Jobless claims in the week ended January 2 were 787,000 when 803,000 were expected.
The 9:00 central time December Institute for Supply Management manufacturing index is anticipated to be 54.6.
Yesterday the U.S. dollar index fell to its lowest level since May 2018, although there has been some recovery.
Longer term, the U.S. dollar is likely to trend lower due to expectations for an extended period of low interest rates and concerns over rising U.S. levels of debt.
Yesterday the euro currency traded at its highest level since May 2018.
The euro is lower today despite news that new orders for German manufactured goods unexpectedly increased 2.3% in November, following an upwardly revised 3.3% jump in October and beating market expectations of 1.2% decline. It is the seventh straight month of rising factory orders.
In addition, the Economic Sentiment Indicator in the euro area increased by 2.7 points from the previous month to 90.4 in December 2020. The market consensus was 90.0.
There are expectations that the Bank of England will be announcing more policy easing in the coming months. Financial futures markets now are predicting the central bank could take interest rates into negative territory as early as May.

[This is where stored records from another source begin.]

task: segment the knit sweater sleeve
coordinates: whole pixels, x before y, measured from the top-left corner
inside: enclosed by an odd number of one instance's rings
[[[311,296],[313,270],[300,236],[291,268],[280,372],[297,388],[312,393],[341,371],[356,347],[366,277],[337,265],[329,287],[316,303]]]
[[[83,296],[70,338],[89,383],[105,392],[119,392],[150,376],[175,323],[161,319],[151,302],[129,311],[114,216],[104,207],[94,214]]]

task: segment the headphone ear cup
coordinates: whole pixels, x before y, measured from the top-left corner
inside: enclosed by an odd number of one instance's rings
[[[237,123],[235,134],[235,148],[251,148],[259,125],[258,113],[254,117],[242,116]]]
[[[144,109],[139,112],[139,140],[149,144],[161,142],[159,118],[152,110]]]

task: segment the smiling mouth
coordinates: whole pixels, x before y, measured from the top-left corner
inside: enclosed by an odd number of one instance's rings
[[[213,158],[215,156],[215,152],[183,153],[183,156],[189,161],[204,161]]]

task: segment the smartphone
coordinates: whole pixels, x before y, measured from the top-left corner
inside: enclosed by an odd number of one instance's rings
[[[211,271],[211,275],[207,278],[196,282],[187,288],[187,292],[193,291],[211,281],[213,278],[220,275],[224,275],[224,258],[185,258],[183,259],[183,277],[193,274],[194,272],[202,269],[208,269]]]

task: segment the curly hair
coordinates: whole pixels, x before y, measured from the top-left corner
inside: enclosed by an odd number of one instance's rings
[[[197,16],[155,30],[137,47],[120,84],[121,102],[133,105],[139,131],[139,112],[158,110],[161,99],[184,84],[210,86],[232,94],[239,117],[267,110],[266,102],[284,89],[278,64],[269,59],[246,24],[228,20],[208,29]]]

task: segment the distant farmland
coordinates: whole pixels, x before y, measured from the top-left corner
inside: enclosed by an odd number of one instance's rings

INTEREST RATE MARKET FUTURES
Futures are steady to higher at the front of the curve and are lower at the long end of the curve with the 30-year Treasury bond futures falling to the lowest since March 2020.
Federal Reserve speakers today are James Bullard at 11:00, Charles Evans at 12:00 and Mary Daly at 2:00.
Financial futures markets are predicting there is a 95.2% probability that the Federal Open Market Committee will keep its key fed funds rate unchanged at 0 to 25 basis points at its January 27, 2021 policy meeting.
In the months ahead the yield curve is likely to steepen, which would put pressure on futures at the long end of the curve, especially the 30-year Treasury bond futures, while futures at the short end of the curve are likely to hold steady.